Yes! If you wish to continue to add zooms, you can repeat the steps above and treat your “endpoint” as if it were your starting point. If you want to add zooms in a different area without affecting any footage in between, you will have to blade your clip first, so FCP knows when to stop keyframing.
Can I adjust keyframes?
Use the right and left arrows next to navigate to whichever keyframe you wish to adjust. Ie: Scale (All), position, Scale X, Scale Y, etc. Once you are on the right one, you can adjust the scale and position.
Can I delete keyframes?
To delete keyframes, navigate to the keyframe you wish to delete by using the left and right arrows. Once you have found the right one, click the – arrow to delete it.
More In-House Final Cut Pro Tutorials
Here are some additional resource you may find.. resourceful!

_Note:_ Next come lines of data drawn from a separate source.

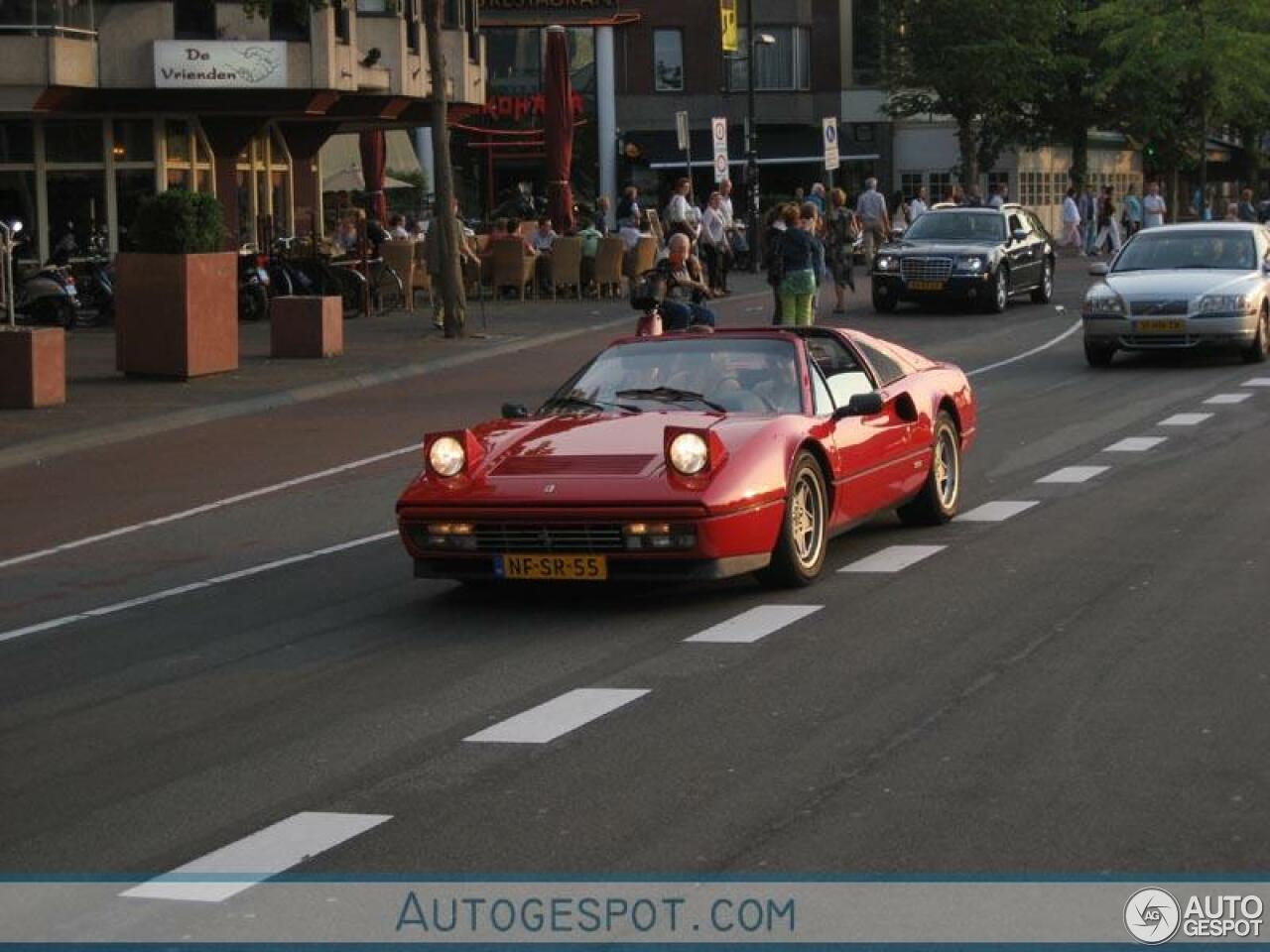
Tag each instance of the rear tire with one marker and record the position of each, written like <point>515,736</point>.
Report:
<point>1260,347</point>
<point>1098,354</point>
<point>942,493</point>
<point>802,546</point>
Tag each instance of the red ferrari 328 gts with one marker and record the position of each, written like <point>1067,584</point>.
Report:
<point>695,456</point>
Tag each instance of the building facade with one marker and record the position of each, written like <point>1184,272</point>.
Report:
<point>104,103</point>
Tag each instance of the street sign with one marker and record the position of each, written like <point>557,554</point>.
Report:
<point>829,131</point>
<point>719,140</point>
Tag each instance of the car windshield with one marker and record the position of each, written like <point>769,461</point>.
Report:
<point>698,372</point>
<point>957,226</point>
<point>1164,252</point>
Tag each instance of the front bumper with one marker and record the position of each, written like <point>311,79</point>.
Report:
<point>955,287</point>
<point>1191,331</point>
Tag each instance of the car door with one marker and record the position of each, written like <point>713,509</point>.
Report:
<point>1023,254</point>
<point>870,452</point>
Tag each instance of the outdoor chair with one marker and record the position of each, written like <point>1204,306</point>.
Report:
<point>512,267</point>
<point>566,266</point>
<point>608,264</point>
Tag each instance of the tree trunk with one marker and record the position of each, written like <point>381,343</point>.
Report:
<point>968,144</point>
<point>444,227</point>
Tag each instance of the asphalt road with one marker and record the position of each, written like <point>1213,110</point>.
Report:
<point>1080,688</point>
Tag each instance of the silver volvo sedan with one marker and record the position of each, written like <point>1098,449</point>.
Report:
<point>1183,286</point>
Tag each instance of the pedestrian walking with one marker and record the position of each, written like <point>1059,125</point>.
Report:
<point>1072,222</point>
<point>874,221</point>
<point>841,229</point>
<point>1153,208</point>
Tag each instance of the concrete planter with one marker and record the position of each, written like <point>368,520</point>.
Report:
<point>177,315</point>
<point>307,326</point>
<point>32,367</point>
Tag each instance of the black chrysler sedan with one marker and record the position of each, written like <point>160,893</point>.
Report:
<point>978,255</point>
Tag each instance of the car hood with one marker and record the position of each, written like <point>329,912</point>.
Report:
<point>1138,286</point>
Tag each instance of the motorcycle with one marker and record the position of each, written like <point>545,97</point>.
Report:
<point>253,285</point>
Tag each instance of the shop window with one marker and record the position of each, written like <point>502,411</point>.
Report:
<point>668,60</point>
<point>17,141</point>
<point>77,141</point>
<point>193,19</point>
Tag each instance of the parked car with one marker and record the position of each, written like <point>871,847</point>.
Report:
<point>1182,287</point>
<point>979,255</point>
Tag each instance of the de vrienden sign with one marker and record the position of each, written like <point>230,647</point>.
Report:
<point>220,64</point>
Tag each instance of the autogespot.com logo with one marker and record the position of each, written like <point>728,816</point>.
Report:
<point>1152,915</point>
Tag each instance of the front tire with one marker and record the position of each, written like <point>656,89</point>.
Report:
<point>1044,293</point>
<point>801,549</point>
<point>1260,347</point>
<point>942,493</point>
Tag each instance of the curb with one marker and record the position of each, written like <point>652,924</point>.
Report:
<point>41,449</point>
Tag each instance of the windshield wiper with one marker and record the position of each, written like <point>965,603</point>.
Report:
<point>572,400</point>
<point>674,395</point>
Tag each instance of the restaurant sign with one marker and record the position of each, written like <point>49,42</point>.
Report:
<point>182,63</point>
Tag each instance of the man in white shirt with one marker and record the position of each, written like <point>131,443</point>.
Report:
<point>1153,208</point>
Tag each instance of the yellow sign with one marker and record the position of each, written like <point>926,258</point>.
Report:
<point>728,24</point>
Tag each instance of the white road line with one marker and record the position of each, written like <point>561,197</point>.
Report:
<point>1134,444</point>
<point>193,587</point>
<point>253,860</point>
<point>1074,474</point>
<point>998,511</point>
<point>207,507</point>
<point>893,558</point>
<point>753,625</point>
<point>1025,354</point>
<point>557,717</point>
<point>1184,420</point>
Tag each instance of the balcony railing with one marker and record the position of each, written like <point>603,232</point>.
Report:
<point>68,18</point>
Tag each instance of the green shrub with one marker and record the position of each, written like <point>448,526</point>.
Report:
<point>180,222</point>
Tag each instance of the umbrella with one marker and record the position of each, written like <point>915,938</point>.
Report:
<point>558,127</point>
<point>373,159</point>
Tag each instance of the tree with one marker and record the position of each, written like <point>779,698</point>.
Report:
<point>976,61</point>
<point>444,222</point>
<point>1179,68</point>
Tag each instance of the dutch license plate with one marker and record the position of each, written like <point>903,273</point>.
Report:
<point>552,567</point>
<point>1160,326</point>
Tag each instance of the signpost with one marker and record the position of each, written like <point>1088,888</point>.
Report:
<point>719,139</point>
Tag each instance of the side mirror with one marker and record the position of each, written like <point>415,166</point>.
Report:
<point>860,405</point>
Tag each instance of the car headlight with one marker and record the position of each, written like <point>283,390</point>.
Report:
<point>445,456</point>
<point>1225,303</point>
<point>689,453</point>
<point>1102,302</point>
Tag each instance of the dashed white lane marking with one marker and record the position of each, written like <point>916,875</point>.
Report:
<point>557,717</point>
<point>753,625</point>
<point>998,511</point>
<point>1185,420</point>
<point>1135,444</point>
<point>893,558</point>
<point>1025,354</point>
<point>193,587</point>
<point>253,860</point>
<point>207,507</point>
<point>1074,474</point>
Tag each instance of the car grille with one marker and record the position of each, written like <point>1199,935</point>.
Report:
<point>926,268</point>
<point>1141,308</point>
<point>559,537</point>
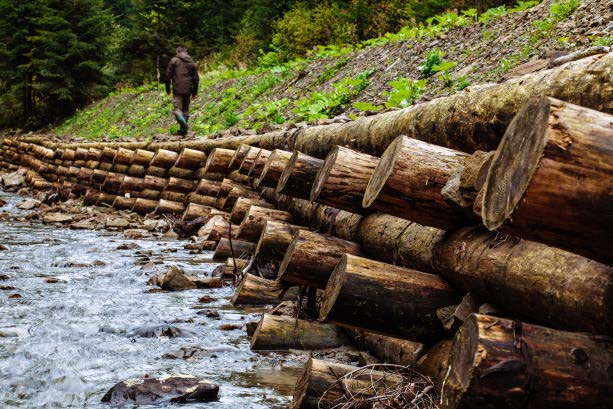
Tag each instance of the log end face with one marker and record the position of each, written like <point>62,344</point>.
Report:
<point>382,172</point>
<point>515,162</point>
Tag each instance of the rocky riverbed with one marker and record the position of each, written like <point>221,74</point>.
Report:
<point>77,316</point>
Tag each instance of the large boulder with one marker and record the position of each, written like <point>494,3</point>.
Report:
<point>169,389</point>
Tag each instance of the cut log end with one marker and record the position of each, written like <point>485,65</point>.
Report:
<point>382,172</point>
<point>515,162</point>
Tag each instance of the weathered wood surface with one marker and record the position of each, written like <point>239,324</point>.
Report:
<point>551,179</point>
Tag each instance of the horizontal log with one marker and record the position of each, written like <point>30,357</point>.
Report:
<point>281,333</point>
<point>540,189</point>
<point>531,366</point>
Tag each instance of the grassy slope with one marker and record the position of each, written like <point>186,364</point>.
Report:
<point>328,83</point>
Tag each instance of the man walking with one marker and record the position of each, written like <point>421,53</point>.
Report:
<point>183,74</point>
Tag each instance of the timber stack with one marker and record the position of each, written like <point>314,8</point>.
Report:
<point>474,247</point>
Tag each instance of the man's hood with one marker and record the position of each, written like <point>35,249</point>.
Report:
<point>185,57</point>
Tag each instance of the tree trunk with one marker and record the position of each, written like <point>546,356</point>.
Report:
<point>239,155</point>
<point>190,159</point>
<point>466,121</point>
<point>311,258</point>
<point>407,183</point>
<point>144,206</point>
<point>142,157</point>
<point>383,298</point>
<point>273,168</point>
<point>281,333</point>
<point>242,205</point>
<point>342,180</point>
<point>248,160</point>
<point>393,350</point>
<point>551,179</point>
<point>258,163</point>
<point>253,223</point>
<point>275,239</point>
<point>256,290</point>
<point>179,185</point>
<point>499,363</point>
<point>299,175</point>
<point>169,207</point>
<point>219,161</point>
<point>320,385</point>
<point>164,159</point>
<point>242,249</point>
<point>194,211</point>
<point>208,187</point>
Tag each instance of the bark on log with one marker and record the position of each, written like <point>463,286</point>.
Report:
<point>256,290</point>
<point>318,387</point>
<point>164,159</point>
<point>387,299</point>
<point>273,168</point>
<point>551,179</point>
<point>242,249</point>
<point>499,363</point>
<point>123,203</point>
<point>219,160</point>
<point>467,121</point>
<point>255,219</point>
<point>281,333</point>
<point>144,206</point>
<point>258,163</point>
<point>179,185</point>
<point>248,160</point>
<point>239,155</point>
<point>311,258</point>
<point>408,180</point>
<point>123,156</point>
<point>299,175</point>
<point>342,180</point>
<point>194,211</point>
<point>142,157</point>
<point>274,240</point>
<point>169,207</point>
<point>241,208</point>
<point>208,187</point>
<point>393,350</point>
<point>190,159</point>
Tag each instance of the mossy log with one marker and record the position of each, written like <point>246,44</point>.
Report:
<point>551,179</point>
<point>499,363</point>
<point>273,168</point>
<point>387,299</point>
<point>299,175</point>
<point>238,249</point>
<point>342,180</point>
<point>255,219</point>
<point>281,333</point>
<point>407,183</point>
<point>311,258</point>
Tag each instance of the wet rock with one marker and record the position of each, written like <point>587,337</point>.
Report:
<point>169,389</point>
<point>28,204</point>
<point>57,218</point>
<point>118,223</point>
<point>155,331</point>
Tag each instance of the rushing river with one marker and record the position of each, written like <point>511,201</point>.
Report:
<point>53,353</point>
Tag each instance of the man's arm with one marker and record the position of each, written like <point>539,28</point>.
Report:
<point>169,73</point>
<point>195,80</point>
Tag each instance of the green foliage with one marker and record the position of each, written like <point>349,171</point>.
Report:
<point>320,105</point>
<point>405,92</point>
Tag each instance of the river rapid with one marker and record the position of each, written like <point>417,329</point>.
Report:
<point>64,344</point>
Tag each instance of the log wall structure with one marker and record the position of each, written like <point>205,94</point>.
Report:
<point>350,225</point>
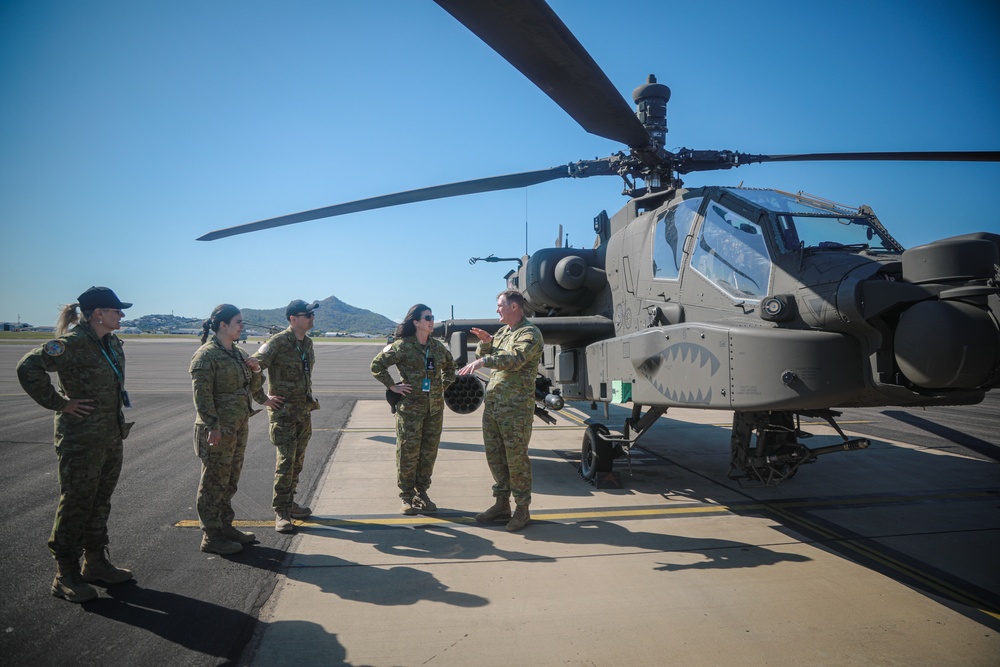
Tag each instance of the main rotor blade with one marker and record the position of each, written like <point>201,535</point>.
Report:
<point>532,38</point>
<point>687,160</point>
<point>916,156</point>
<point>490,184</point>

- How To Add Transitions in Final Cut Pro
- How To Change from Portrait to Landscape in Final Cut Pro
- How To Freeze Frame in Final Cut Pro
And That’s How To Slow Zoom in Final Cut Pro
What did I tell you? Keyframes aren’t so bad, are they? We have now learned how to add a slow zoom to our projects. Did this spark any inspiration for future films? Let us know in the comments what you plan to use the zoom feature for. Don’t forget to allow yourself to get creative! As always, happy filmmaking!